Earlier this month a new Ambulance Response regime was put in place where ambulances are now expected to respond to calls based on a traffic light system, with the most urgent being red and expected to be seen to sooner than other calls. However this is merely moving the deckchairs on the Titanic. Only last week did we see ambulances queue 7 deep outside of Wrexham Maelor Hospital; yesterday we heard that there were 9 queuing outside Ysbyty Glan Clwyd. More than 8,000 hours were wasted by ambulance crews having to queue outside north Wales hospitals last year. Patients are in some cases waiting 8 hours and even longer to be seen at the Maelor’s A&E. In September we heard the case of the elderly lady in Rhosllanerchrugog who had fallen in her garden and had to wait 2 hours for an ambulance, which eventually came from Barmouth, literally the other side of Wales. Clearly the ambulance crews are under significant and sustained pressure, through no fault of their own. Neither is it the fault of our NHS staff in the hospitals or GP surgeries. No amount of changing ambulance targets will resolve the issue of declining hospital bed numbers and declining nurse numbers. The Government should treat the cause, and not the symptoms.

Finally, Ms Bowden says,

“In the development of your health policies, please do not denigrate our hard-working members for whom public service is a badge of honour.

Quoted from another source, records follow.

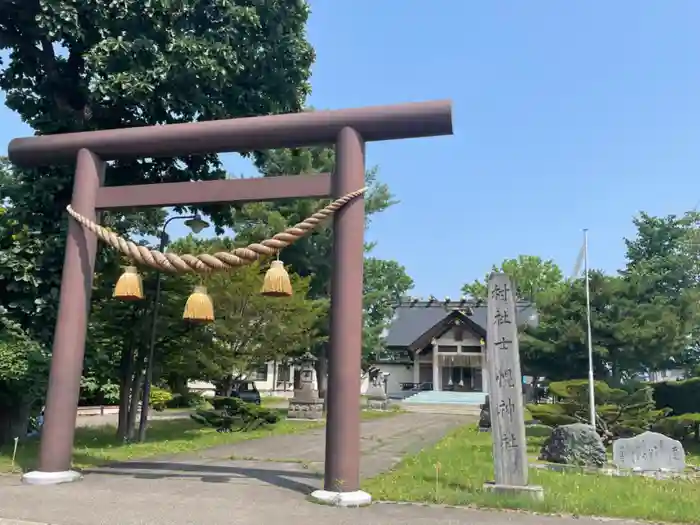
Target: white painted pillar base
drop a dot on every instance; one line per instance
(357, 498)
(36, 477)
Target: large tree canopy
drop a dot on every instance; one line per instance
(96, 64)
(533, 277)
(644, 319)
(81, 65)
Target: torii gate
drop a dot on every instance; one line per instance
(348, 129)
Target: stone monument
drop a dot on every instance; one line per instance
(377, 398)
(306, 404)
(649, 452)
(485, 416)
(505, 393)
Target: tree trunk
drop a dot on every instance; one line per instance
(322, 371)
(126, 370)
(134, 402)
(274, 377)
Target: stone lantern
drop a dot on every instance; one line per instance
(376, 394)
(306, 404)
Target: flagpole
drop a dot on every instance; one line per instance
(591, 380)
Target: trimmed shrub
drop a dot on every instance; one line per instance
(159, 398)
(230, 414)
(620, 413)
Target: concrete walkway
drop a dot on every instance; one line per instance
(265, 483)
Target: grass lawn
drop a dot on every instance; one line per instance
(464, 462)
(96, 446)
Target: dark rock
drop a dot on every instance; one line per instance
(540, 431)
(576, 444)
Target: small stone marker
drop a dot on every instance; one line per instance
(505, 392)
(649, 451)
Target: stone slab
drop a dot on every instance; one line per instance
(649, 451)
(531, 491)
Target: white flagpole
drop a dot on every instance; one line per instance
(591, 381)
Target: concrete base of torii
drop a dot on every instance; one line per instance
(357, 498)
(36, 477)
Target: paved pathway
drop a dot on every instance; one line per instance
(266, 483)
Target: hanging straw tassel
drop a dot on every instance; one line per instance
(129, 286)
(277, 283)
(199, 307)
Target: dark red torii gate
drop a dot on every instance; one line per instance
(348, 129)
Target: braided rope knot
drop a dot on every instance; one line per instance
(205, 263)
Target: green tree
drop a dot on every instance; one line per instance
(98, 64)
(663, 263)
(631, 334)
(533, 277)
(385, 282)
(23, 377)
(251, 329)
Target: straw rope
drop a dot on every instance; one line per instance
(205, 263)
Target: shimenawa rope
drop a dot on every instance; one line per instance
(205, 263)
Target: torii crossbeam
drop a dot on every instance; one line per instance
(347, 129)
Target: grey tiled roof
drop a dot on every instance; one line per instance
(414, 319)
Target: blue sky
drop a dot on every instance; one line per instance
(567, 115)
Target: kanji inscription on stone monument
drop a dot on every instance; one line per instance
(506, 397)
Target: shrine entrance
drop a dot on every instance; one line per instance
(348, 130)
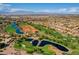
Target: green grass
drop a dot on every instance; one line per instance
(29, 48)
(69, 41)
(9, 29)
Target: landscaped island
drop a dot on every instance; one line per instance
(33, 37)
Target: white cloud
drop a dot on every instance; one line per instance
(69, 10)
(4, 6)
(16, 9)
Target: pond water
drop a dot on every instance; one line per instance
(44, 42)
(60, 47)
(18, 31)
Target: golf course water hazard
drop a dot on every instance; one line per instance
(36, 42)
(44, 42)
(18, 31)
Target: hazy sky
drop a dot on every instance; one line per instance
(68, 8)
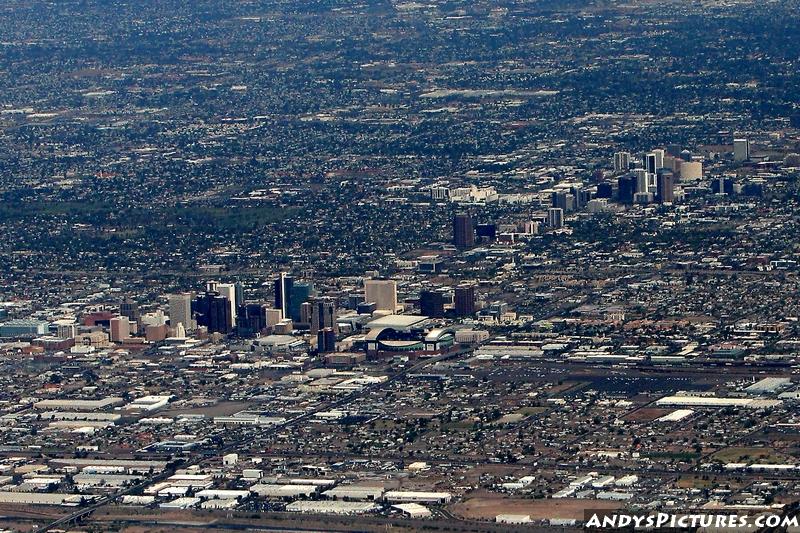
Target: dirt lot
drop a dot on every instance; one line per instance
(487, 508)
(647, 414)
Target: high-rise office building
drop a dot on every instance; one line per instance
(555, 218)
(465, 300)
(382, 292)
(228, 290)
(659, 153)
(239, 291)
(323, 314)
(180, 311)
(326, 340)
(650, 163)
(741, 150)
(665, 191)
(214, 312)
(642, 180)
(431, 303)
(120, 328)
(463, 231)
(283, 294)
(626, 189)
(301, 292)
(622, 161)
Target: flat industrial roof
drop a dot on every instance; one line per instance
(397, 321)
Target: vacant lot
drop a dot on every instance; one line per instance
(487, 508)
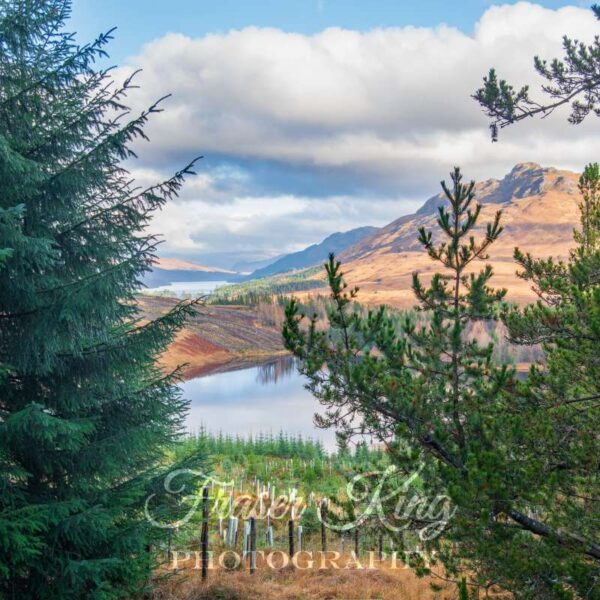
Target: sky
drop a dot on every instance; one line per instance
(318, 116)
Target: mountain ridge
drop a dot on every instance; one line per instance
(540, 210)
(315, 253)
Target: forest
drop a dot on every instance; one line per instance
(480, 478)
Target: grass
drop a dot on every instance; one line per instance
(290, 583)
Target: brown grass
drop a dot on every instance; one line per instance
(289, 583)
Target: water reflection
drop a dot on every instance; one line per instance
(272, 372)
(264, 399)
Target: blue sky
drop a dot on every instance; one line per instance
(321, 116)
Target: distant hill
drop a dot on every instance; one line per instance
(539, 213)
(172, 270)
(249, 266)
(315, 254)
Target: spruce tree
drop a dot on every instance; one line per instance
(84, 410)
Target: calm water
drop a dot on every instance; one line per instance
(194, 288)
(264, 399)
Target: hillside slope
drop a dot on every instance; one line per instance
(539, 213)
(172, 270)
(315, 254)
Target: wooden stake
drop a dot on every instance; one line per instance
(252, 545)
(291, 537)
(323, 530)
(204, 538)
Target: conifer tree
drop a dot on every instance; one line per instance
(473, 433)
(84, 411)
(574, 81)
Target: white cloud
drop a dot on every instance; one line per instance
(389, 108)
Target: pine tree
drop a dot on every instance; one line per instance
(84, 411)
(445, 410)
(574, 80)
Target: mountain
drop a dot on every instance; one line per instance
(249, 266)
(315, 254)
(172, 270)
(539, 213)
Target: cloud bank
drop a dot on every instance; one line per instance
(309, 134)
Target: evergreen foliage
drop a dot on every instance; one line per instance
(84, 411)
(467, 426)
(575, 80)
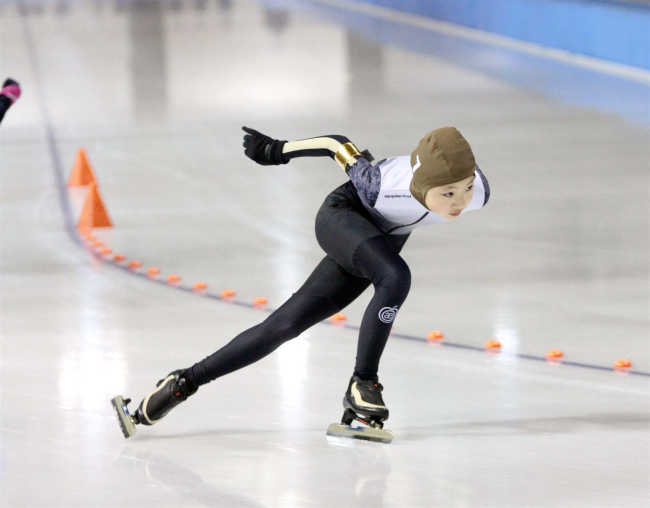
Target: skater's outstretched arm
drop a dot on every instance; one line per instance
(268, 151)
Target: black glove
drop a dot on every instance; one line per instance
(263, 149)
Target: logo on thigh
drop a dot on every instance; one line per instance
(387, 314)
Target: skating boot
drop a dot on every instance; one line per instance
(169, 393)
(363, 403)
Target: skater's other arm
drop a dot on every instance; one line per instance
(268, 151)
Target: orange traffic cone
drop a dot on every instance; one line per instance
(94, 213)
(81, 173)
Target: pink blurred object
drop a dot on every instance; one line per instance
(11, 91)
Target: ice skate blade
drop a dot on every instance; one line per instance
(364, 433)
(124, 418)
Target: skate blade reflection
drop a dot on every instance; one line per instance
(124, 418)
(364, 433)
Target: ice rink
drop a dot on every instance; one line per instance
(157, 92)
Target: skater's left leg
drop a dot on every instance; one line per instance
(379, 261)
(328, 290)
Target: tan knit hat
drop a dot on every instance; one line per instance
(442, 157)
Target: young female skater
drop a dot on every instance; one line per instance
(362, 226)
(9, 94)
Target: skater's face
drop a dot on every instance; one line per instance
(449, 200)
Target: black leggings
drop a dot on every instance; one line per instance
(358, 255)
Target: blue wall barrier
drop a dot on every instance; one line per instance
(614, 31)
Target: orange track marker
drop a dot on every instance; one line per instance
(94, 213)
(81, 173)
(554, 354)
(492, 345)
(623, 364)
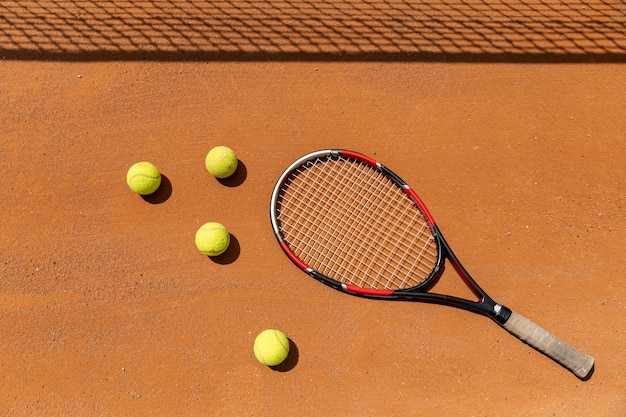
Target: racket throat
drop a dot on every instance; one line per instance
(501, 314)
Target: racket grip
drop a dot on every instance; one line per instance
(579, 363)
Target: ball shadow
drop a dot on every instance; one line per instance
(162, 194)
(238, 177)
(291, 361)
(231, 254)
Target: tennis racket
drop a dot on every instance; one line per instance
(351, 223)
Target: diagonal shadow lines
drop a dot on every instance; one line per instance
(386, 30)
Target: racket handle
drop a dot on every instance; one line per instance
(579, 363)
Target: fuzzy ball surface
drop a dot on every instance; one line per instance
(212, 239)
(143, 178)
(221, 162)
(271, 347)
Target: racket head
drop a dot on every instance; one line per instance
(353, 224)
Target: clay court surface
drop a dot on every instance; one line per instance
(508, 119)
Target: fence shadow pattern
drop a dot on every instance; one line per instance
(314, 29)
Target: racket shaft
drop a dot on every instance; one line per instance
(579, 363)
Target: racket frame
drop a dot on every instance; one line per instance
(484, 305)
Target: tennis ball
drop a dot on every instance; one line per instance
(221, 162)
(212, 239)
(271, 347)
(143, 178)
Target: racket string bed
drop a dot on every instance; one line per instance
(358, 225)
(350, 222)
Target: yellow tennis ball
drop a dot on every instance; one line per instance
(143, 178)
(221, 162)
(271, 347)
(212, 239)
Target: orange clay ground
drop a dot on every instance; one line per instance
(108, 309)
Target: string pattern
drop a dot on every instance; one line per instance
(353, 224)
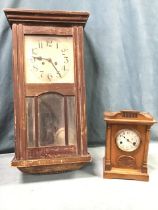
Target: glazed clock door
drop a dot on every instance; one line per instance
(50, 101)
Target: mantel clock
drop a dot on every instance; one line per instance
(127, 141)
(49, 90)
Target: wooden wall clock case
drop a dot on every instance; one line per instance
(49, 90)
(127, 141)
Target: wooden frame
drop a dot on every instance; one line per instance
(121, 164)
(35, 22)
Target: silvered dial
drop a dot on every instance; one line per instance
(127, 140)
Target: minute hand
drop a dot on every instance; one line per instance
(50, 61)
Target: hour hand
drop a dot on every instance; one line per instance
(50, 61)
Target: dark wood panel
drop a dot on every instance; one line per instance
(47, 30)
(46, 16)
(48, 152)
(37, 89)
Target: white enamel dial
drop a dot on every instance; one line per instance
(49, 59)
(127, 140)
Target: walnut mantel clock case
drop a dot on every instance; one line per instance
(49, 90)
(127, 141)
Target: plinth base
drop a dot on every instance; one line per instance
(116, 173)
(54, 165)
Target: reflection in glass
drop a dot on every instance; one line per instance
(51, 119)
(30, 115)
(71, 120)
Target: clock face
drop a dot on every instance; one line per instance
(127, 140)
(49, 59)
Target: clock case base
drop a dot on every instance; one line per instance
(132, 174)
(55, 165)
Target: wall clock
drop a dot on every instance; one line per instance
(127, 140)
(49, 90)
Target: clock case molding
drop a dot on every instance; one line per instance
(127, 165)
(50, 23)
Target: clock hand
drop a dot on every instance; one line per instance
(128, 140)
(50, 61)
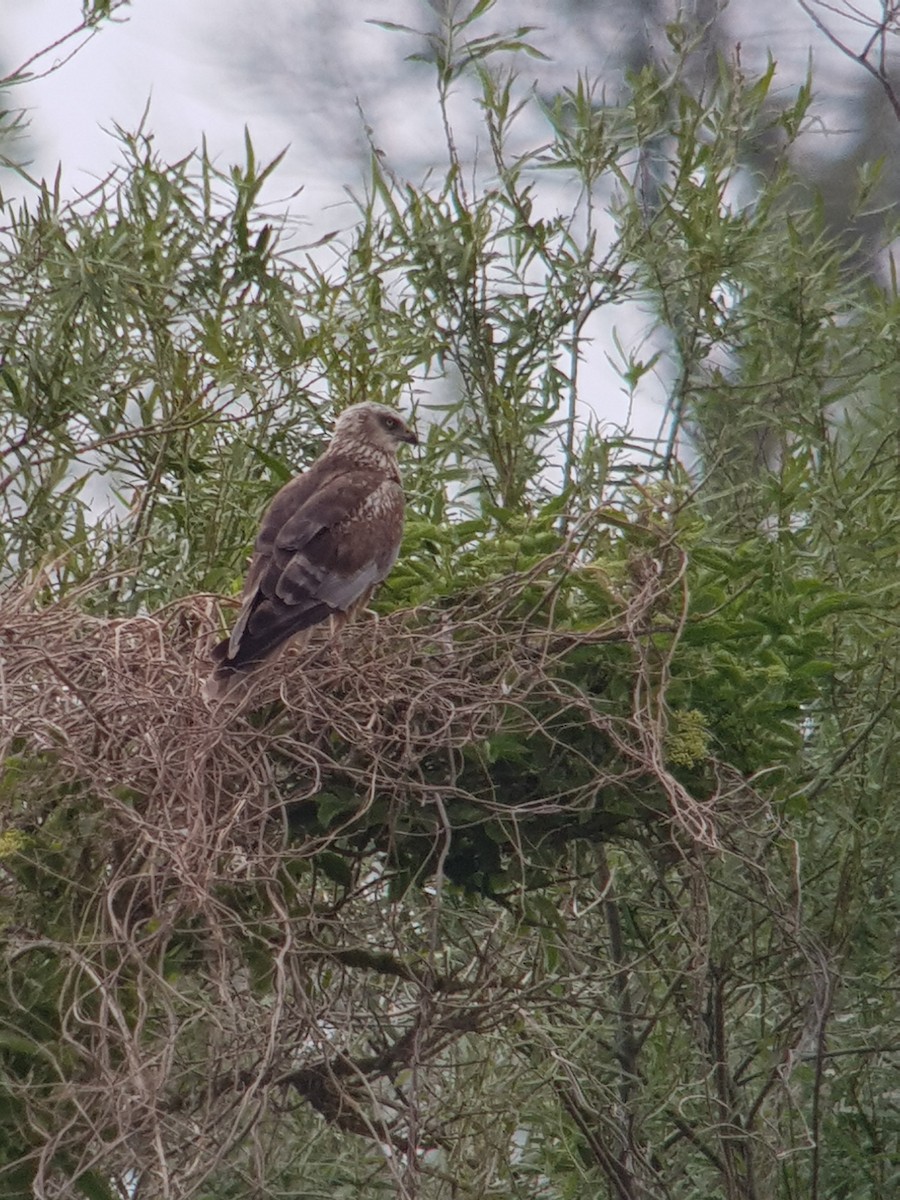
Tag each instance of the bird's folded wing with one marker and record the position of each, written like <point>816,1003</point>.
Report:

“I would like to meet with you to discuss this further.”

Instead of claiming that a Party Political Broadcast which raises legitimate concerns about the direction of our health service, in a simple and pithy skit, is denigrating hard-working members of Unison, should she not spend her time and energy challenging the Government on why Unison members are expected to work under such circumstances? Why NHS Staff are suffering record levels of stress? Why whistleblowing is not allowed?

In addition I would expect to have heard someone in this position speak out on the issue of zero hour contracts in social care, and concerned at Labour’s continuing voting down of Plaid Cymru’s amendments to ban this practice. Yet we have heard nothing.

On a personal level, I worked a number of families who had lost loved ones either as a direct or indirect consequence of C. Difficile in north Wales some years ago. At the time the number of cases were at a dangerously high level (levels continue to be too high, incidentally). We had done everything possible to raise this issue of patient welfare and well-being with the relevant authorities. But our concern went beyond that. I contacted the Unison representative in north Wales (who is also a Labour Party member and a former Parliamentary candidate for them) to express my concern for the welfare of staff having to work in these conditions, and to ask whether or not Unison would work with us in raising these issues. I didn’t even get a reply. So don’t tell me that we are ‘denigrating your members’.

The best thing about Unison is its members. Its a shame that they are let down by some of their officers, who I can only conclude, use their positions to defend the Labour Party and attack political opponents.